So I have a workflow (A) that calls another workflow (B). This morning (about an hour ago) A failed at the step that called B. It failed after 2:10 minutes and then when A was re-run, B failed after 2:36 minutes.
So a couple of oddities here:
The step in A should have timed out (& failed) after 10s - why the additional 2+ minutes?
Both invocations of B are still "Pending", showing a duration of 0ms on the logs and no other info to enable analysis as to what has gone wrong. No logs at all:
BTW with yesterday being a Bank Holiday here in the UK, I would have expected this workflow to have nothing to actually process and therefore complete very quickly once all the checks came back as such.
Hi @Tess - did this ship? I have a workflow sitting in "Pending" right now, and not sure what can be done to force it to complete (error out is fine at this point...).
I just checked in and it sounds like the fix actually already shipped. When did this workflow get triggered? Could you share some screenshots? The fix will only resolve this issue from happening moving forward, so any workflows triggered before the fix will be stuck in the pending state.
I'm actually refactoring and changing up the approach, so not any sort of a critical show-stopper. Just would be good to know if I can do something to avoid the issue in the future (though perhaps the shipped fix will do that for me...).
I'm triggering a workflow in a retool app via a webhook and also from another workflow and I'm also getting this 'Pending' error. The behaviour I'm observing is that when triggered from the app I see a far lower success rate then when triggered from the other workflow but it's still not perfect. I also have used the 'Import workflow' feature in the app and see different behaviour from that too, it seems to return 'internal error' a lot faster.
Not sure if the version mentioned by Tess has worked back in May but if someone could point me in the right direction as to how to debug this that would be great, thanks in advance!
So after coming back to it after the weekend all of the 'Pending' runs have turned into failed but don't show any logs. I'll provide you with a few different runID's which I'm copying from the URL when clicking on the failed run on the run history.
557e39ae-f865-4d8b-9543-d4d117536a3f
This was triggered by another workflow and had failed in-between many many successful runs of the workflow, there are about 7 failed runs in over 100 runs that were triggered by a single run of the other workflow.
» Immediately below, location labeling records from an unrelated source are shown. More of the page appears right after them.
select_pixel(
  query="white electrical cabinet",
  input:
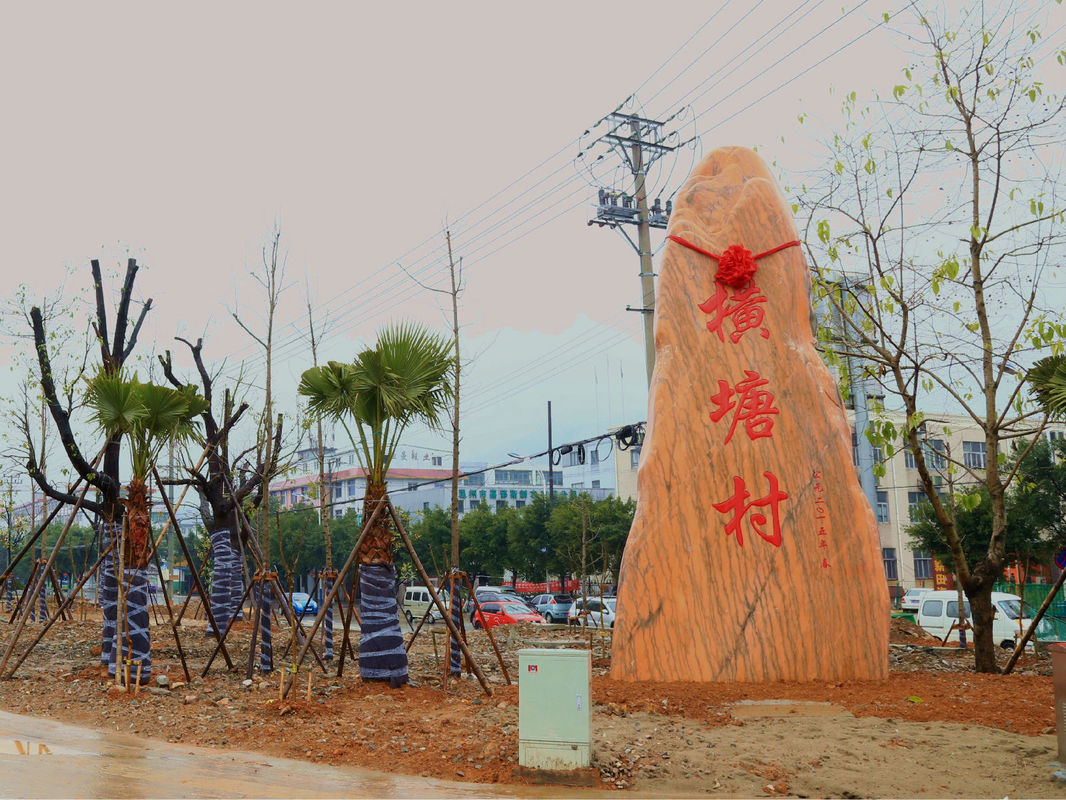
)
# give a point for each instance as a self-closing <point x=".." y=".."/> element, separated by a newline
<point x="554" y="718"/>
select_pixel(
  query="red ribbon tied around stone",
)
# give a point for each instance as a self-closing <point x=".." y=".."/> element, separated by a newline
<point x="737" y="266"/>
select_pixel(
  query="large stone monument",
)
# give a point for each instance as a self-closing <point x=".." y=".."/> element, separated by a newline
<point x="754" y="554"/>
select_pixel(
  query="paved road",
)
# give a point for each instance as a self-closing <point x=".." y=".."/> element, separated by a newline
<point x="44" y="758"/>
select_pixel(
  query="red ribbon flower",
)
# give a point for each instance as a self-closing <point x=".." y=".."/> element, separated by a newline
<point x="736" y="266"/>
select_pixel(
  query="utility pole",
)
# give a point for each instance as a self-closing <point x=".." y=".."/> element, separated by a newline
<point x="170" y="533"/>
<point x="640" y="143"/>
<point x="551" y="472"/>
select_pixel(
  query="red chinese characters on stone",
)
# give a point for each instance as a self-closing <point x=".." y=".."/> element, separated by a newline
<point x="742" y="307"/>
<point x="750" y="403"/>
<point x="821" y="515"/>
<point x="739" y="506"/>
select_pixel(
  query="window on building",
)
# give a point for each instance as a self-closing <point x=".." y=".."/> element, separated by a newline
<point x="934" y="451"/>
<point x="936" y="454"/>
<point x="888" y="556"/>
<point x="556" y="478"/>
<point x="909" y="459"/>
<point x="514" y="477"/>
<point x="883" y="508"/>
<point x="974" y="454"/>
<point x="923" y="565"/>
<point x="914" y="500"/>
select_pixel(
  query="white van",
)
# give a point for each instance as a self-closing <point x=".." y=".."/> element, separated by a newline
<point x="417" y="600"/>
<point x="939" y="609"/>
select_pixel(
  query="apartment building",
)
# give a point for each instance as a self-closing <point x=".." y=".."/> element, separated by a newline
<point x="418" y="480"/>
<point x="898" y="493"/>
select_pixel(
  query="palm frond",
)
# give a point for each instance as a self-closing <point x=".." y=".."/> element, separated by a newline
<point x="1047" y="380"/>
<point x="114" y="402"/>
<point x="402" y="379"/>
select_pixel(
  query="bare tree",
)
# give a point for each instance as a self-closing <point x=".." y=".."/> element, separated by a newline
<point x="931" y="232"/>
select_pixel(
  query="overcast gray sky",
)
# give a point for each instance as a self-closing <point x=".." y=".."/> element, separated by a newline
<point x="181" y="134"/>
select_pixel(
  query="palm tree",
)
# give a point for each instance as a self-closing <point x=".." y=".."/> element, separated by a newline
<point x="402" y="380"/>
<point x="149" y="416"/>
<point x="1047" y="379"/>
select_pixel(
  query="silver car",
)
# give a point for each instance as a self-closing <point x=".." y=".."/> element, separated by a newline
<point x="552" y="607"/>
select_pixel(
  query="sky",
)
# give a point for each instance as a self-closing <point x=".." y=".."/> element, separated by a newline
<point x="183" y="136"/>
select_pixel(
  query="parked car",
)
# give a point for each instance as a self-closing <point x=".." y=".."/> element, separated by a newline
<point x="499" y="589"/>
<point x="507" y="612"/>
<point x="553" y="607"/>
<point x="490" y="595"/>
<point x="593" y="611"/>
<point x="913" y="600"/>
<point x="939" y="609"/>
<point x="417" y="601"/>
<point x="303" y="604"/>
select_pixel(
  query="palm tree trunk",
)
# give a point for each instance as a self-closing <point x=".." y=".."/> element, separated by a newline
<point x="327" y="582"/>
<point x="139" y="526"/>
<point x="382" y="653"/>
<point x="108" y="590"/>
<point x="135" y="645"/>
<point x="377" y="546"/>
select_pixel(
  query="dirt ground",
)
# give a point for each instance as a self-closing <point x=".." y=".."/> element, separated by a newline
<point x="933" y="729"/>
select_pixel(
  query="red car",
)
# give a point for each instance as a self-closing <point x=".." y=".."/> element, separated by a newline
<point x="504" y="612"/>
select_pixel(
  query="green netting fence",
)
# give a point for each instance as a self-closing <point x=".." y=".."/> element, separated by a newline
<point x="1033" y="596"/>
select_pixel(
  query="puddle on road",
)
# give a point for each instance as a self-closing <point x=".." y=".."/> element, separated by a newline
<point x="101" y="764"/>
<point x="20" y="747"/>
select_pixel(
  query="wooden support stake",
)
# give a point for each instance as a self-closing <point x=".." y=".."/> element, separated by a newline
<point x="425" y="578"/>
<point x="205" y="602"/>
<point x="52" y="621"/>
<point x="491" y="639"/>
<point x="333" y="593"/>
<point x="51" y="560"/>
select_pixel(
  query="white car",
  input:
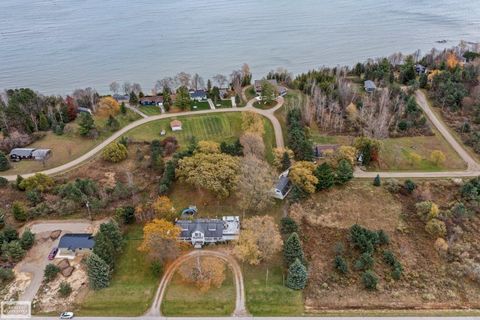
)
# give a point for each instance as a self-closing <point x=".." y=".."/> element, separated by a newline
<point x="66" y="315"/>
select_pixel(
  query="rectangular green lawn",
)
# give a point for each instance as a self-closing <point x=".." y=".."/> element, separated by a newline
<point x="132" y="286"/>
<point x="186" y="300"/>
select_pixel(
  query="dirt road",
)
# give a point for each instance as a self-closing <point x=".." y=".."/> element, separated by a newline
<point x="240" y="309"/>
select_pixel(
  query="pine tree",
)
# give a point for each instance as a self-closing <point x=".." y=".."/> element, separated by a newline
<point x="293" y="249"/>
<point x="344" y="172"/>
<point x="377" y="182"/>
<point x="98" y="272"/>
<point x="27" y="239"/>
<point x="43" y="124"/>
<point x="123" y="108"/>
<point x="286" y="162"/>
<point x="86" y="124"/>
<point x="297" y="276"/>
<point x="4" y="164"/>
<point x="325" y="176"/>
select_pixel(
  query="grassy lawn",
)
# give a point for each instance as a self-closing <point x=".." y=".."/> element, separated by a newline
<point x="216" y="127"/>
<point x="150" y="110"/>
<point x="182" y="299"/>
<point x="68" y="146"/>
<point x="202" y="105"/>
<point x="271" y="298"/>
<point x="132" y="287"/>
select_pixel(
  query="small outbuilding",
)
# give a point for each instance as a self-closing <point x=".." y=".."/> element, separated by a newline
<point x="370" y="86"/>
<point x="72" y="244"/>
<point x="176" y="125"/>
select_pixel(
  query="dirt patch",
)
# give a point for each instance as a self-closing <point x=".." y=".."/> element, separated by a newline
<point x="431" y="278"/>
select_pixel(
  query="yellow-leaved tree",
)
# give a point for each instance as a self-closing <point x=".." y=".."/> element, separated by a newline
<point x="160" y="240"/>
<point x="302" y="175"/>
<point x="216" y="172"/>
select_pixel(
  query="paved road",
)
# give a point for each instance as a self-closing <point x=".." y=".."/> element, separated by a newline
<point x="36" y="259"/>
<point x="267" y="113"/>
<point x="240" y="309"/>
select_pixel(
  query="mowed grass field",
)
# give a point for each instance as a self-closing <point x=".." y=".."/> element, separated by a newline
<point x="270" y="298"/>
<point x="183" y="299"/>
<point x="215" y="127"/>
<point x="132" y="286"/>
<point x="68" y="146"/>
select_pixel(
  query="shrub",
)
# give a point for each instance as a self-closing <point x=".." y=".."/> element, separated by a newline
<point x="65" y="289"/>
<point x="40" y="182"/>
<point x="410" y="186"/>
<point x="27" y="240"/>
<point x="50" y="273"/>
<point x="436" y="228"/>
<point x="19" y="211"/>
<point x="365" y="262"/>
<point x="341" y="265"/>
<point x="3" y="182"/>
<point x="297" y="276"/>
<point x="157" y="268"/>
<point x="115" y="152"/>
<point x="4" y="164"/>
<point x="293" y="250"/>
<point x="288" y="226"/>
<point x="370" y="280"/>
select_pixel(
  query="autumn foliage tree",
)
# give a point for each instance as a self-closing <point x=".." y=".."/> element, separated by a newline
<point x="160" y="240"/>
<point x="203" y="272"/>
<point x="302" y="175"/>
<point x="253" y="246"/>
<point x="216" y="172"/>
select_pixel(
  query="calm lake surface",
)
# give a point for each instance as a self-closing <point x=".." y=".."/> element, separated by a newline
<point x="55" y="46"/>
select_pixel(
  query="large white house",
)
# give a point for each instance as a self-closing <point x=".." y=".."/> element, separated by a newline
<point x="204" y="231"/>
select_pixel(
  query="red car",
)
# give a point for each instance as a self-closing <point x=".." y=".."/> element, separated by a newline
<point x="53" y="253"/>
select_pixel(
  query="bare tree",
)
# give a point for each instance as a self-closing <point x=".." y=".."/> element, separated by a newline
<point x="183" y="79"/>
<point x="220" y="80"/>
<point x="114" y="87"/>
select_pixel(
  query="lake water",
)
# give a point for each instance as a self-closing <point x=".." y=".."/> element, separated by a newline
<point x="55" y="46"/>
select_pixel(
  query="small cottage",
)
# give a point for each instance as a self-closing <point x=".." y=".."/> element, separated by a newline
<point x="72" y="244"/>
<point x="176" y="125"/>
<point x="370" y="86"/>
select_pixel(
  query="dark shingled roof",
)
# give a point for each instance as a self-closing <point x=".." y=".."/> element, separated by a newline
<point x="73" y="241"/>
<point x="211" y="228"/>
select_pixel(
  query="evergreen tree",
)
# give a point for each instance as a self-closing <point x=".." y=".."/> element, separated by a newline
<point x="98" y="272"/>
<point x="123" y="108"/>
<point x="325" y="176"/>
<point x="377" y="182"/>
<point x="86" y="124"/>
<point x="297" y="276"/>
<point x="344" y="172"/>
<point x="43" y="124"/>
<point x="286" y="162"/>
<point x="27" y="240"/>
<point x="293" y="249"/>
<point x="4" y="164"/>
<point x="133" y="99"/>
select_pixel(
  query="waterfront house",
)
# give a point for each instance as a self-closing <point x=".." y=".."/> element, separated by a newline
<point x="72" y="244"/>
<point x="370" y="86"/>
<point x="176" y="125"/>
<point x="151" y="101"/>
<point x="200" y="232"/>
<point x="198" y="95"/>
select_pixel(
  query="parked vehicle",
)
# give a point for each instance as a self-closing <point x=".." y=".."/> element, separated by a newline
<point x="190" y="211"/>
<point x="66" y="315"/>
<point x="52" y="253"/>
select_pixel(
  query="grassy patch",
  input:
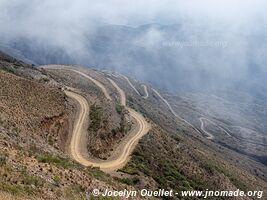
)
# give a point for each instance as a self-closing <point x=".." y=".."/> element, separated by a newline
<point x="56" y="160"/>
<point x="8" y="69"/>
<point x="129" y="181"/>
<point x="119" y="108"/>
<point x="96" y="114"/>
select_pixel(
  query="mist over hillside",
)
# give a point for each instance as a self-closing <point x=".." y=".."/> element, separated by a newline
<point x="217" y="48"/>
<point x="180" y="57"/>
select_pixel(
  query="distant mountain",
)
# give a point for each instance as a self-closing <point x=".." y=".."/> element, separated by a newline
<point x="179" y="57"/>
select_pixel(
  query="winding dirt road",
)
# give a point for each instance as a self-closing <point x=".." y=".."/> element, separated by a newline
<point x="60" y="67"/>
<point x="124" y="149"/>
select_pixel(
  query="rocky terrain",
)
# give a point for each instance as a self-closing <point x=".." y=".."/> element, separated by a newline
<point x="37" y="119"/>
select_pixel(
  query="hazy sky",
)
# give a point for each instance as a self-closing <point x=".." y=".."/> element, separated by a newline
<point x="15" y="14"/>
<point x="64" y="23"/>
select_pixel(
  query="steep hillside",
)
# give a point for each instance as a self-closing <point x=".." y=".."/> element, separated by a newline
<point x="35" y="122"/>
<point x="158" y="140"/>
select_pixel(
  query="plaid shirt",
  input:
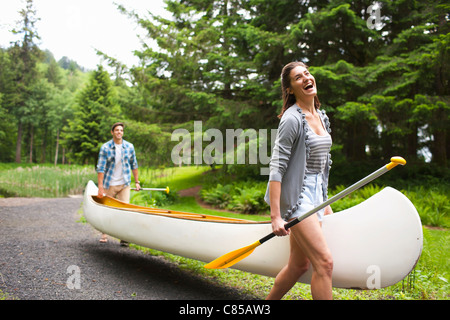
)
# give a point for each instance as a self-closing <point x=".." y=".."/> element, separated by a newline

These are the first, middle and last runs when the workflow was triggered from an app via a webhook. They were all showing pending for several days. I have it being triggered by a webhook as the workflow app integration at the time of programming was not sending webhook parameters correctly.
I have also set up the workflow to be run via the 'import workflow' integration in the app and at the time of testing it returned 'internal error' straight away in comparison to triggering it via webhook. Above are the now failed (previously pending for at least 8 hours) runid's.
I hope this is clear, please let me know what you think and if you need any information from me at all, THANK YOU!
Hi @Matthew_Nicholas Thanks! It's clear I have shared this info with our team internally, and I will let you know if they have any further insights or follow up questions
I looked through the logs & reached out to our team internally. Unfortunately, I don't have much of an update to share yet I also see in our logs that each of these runs has been marked as failed. Our team shared that the pending state is pretty rare and has most of the time has been caused due to a webhook workflow when the webhook return block errors out.
Are you using a return block in the SERP KW Search workflow? Are you triggering any APIs that have rate limiting? The behavior of triggering over 100 runs by a single run of the other workflow could potentially be causing rate limiting
If you can share an export of the workflow I can try to keep digging into specifics. Has the pending issue continued to persist?
Does the JSON input change when you trigger it from an app, webhook, or other workflow?
Also, hi @steve.troxell.fbg I saw you were able to connect with our team internally for your specific instance
@Tess I'm having a similar problem in Retool Cloud. Workflow ID 5c9ec2f8-4e94-4cad-83b0-145697d36818. After adding a response block and triggering the workflow from an app twice, I now have two runs that have not left the "Pending" state for some time. I am also unable to cancel these runs from the Retool UI.
I can avoid this issue by deleting the response block, but I'm concerned that my organization might be billed for these indefinitely-pending workflow operations. Is there any way to clear these out on your end?
Thanks for chiming in. I see on your other thread it looks like they terminated around ~12 hours. Darren and I chatted with our Workflows engineering team about this. Initially, they weren't able to find any known bugs related to this pending issue or missing error logs, but if it's something we can reproduce or if it's happening more often, definitely let us know!